To use Redundnacy analysis (RDA) to explore genome-environment associations and identify candidate loci under selection. This script is modified from (Forester et al., 2018), and the original vignette can be found here.
RDA is a multivariate ordination technique that can analyze many loci and environmental predictors simaltaneously. This procedure determines how loci covary in response to a multivariate environment and is capable of detecting weak multilocus selection (Rellstab et al., 2015; Forester et al., 2018). RDA is a two step procedure where multivarite linear regression is used to analyze genetic and environmental data, creating a matrix of fitted values. Then PCA is performed on the fitted values to produce canonical axes. We then use SNP loadings on these axes to identify candidates that may be under selection. Finally, we determine the correlation between each predictor and candidate.
1. What is your sampling design?
RDA can accommodate both individual and population based sampling designs, though your preperation before RDA will be different depending on your sampling. Individual based sampling will use allele counts, whereas population sampling will use allele frequencies within demes.

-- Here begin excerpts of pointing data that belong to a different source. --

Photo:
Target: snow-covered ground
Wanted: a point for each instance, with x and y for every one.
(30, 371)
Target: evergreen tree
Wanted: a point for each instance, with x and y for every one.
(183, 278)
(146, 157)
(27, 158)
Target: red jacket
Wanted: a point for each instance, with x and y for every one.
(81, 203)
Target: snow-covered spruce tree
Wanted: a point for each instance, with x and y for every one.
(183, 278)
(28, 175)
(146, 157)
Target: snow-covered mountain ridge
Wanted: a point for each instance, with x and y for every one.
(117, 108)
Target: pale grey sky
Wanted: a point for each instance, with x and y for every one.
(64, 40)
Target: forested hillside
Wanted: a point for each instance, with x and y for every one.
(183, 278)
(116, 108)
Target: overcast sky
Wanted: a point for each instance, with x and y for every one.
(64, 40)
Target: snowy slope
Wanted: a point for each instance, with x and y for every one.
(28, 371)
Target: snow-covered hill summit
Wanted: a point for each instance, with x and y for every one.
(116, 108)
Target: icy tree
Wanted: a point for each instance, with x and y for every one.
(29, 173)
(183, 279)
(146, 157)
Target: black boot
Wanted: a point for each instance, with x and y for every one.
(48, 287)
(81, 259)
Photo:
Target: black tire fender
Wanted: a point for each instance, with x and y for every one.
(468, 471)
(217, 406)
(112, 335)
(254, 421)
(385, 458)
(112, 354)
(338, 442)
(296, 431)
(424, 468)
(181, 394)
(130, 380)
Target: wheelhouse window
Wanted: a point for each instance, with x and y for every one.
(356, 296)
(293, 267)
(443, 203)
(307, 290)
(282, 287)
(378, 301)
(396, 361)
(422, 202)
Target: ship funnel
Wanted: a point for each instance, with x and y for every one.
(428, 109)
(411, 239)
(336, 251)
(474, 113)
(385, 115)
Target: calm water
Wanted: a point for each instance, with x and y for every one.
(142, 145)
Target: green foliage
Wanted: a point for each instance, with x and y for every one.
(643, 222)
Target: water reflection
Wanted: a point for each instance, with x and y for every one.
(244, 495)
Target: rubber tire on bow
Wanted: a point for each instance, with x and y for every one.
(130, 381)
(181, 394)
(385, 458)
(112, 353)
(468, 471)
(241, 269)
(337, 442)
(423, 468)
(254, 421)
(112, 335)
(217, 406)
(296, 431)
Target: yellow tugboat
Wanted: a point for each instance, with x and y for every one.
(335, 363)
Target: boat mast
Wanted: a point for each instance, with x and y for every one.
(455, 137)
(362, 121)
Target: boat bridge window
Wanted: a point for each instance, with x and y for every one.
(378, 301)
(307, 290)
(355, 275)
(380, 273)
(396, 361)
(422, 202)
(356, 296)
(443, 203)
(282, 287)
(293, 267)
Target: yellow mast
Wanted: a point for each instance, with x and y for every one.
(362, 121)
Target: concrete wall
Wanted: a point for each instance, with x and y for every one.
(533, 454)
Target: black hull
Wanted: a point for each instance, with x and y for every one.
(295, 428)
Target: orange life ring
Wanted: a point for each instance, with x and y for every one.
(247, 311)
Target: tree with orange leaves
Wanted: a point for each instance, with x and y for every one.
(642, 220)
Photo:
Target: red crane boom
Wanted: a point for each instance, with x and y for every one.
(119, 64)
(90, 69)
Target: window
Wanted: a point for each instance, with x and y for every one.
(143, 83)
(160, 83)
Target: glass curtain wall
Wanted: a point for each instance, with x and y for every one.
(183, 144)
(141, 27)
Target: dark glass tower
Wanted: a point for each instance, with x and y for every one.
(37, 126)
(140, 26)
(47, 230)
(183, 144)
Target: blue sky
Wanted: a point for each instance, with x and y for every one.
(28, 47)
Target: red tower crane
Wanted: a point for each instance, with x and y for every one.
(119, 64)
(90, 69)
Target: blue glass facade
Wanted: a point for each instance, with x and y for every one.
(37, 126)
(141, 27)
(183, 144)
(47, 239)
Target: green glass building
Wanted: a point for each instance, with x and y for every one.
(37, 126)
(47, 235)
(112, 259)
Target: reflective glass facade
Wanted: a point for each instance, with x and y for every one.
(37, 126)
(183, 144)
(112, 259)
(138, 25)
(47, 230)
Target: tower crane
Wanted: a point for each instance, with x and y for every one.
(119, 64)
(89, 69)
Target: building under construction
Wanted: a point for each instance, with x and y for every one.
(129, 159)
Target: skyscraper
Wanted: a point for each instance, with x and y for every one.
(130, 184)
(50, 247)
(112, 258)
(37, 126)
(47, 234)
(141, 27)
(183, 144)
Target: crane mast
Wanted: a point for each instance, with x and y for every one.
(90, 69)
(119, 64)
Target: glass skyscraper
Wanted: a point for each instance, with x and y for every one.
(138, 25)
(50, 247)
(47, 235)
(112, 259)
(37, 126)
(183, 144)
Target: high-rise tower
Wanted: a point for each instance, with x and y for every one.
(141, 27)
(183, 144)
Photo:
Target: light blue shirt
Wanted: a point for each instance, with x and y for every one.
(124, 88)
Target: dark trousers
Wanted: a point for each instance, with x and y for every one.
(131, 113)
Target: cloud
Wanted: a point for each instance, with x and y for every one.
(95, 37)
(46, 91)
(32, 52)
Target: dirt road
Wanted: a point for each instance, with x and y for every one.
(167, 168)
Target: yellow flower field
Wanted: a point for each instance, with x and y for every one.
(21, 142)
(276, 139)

2. Does linkage disequlibrium affect your dataset?
Correlation among loci (e.g. linkage disequilibrium) can result in spurious signal of correlation. You can address this by taking a single snp per locus as implemented in STACKS populations(Rochette et al., 2019) module or you can estimate amounts of linkage disequilibrium yourself with a program like plink(Chang et al., 2015) or custom scripts.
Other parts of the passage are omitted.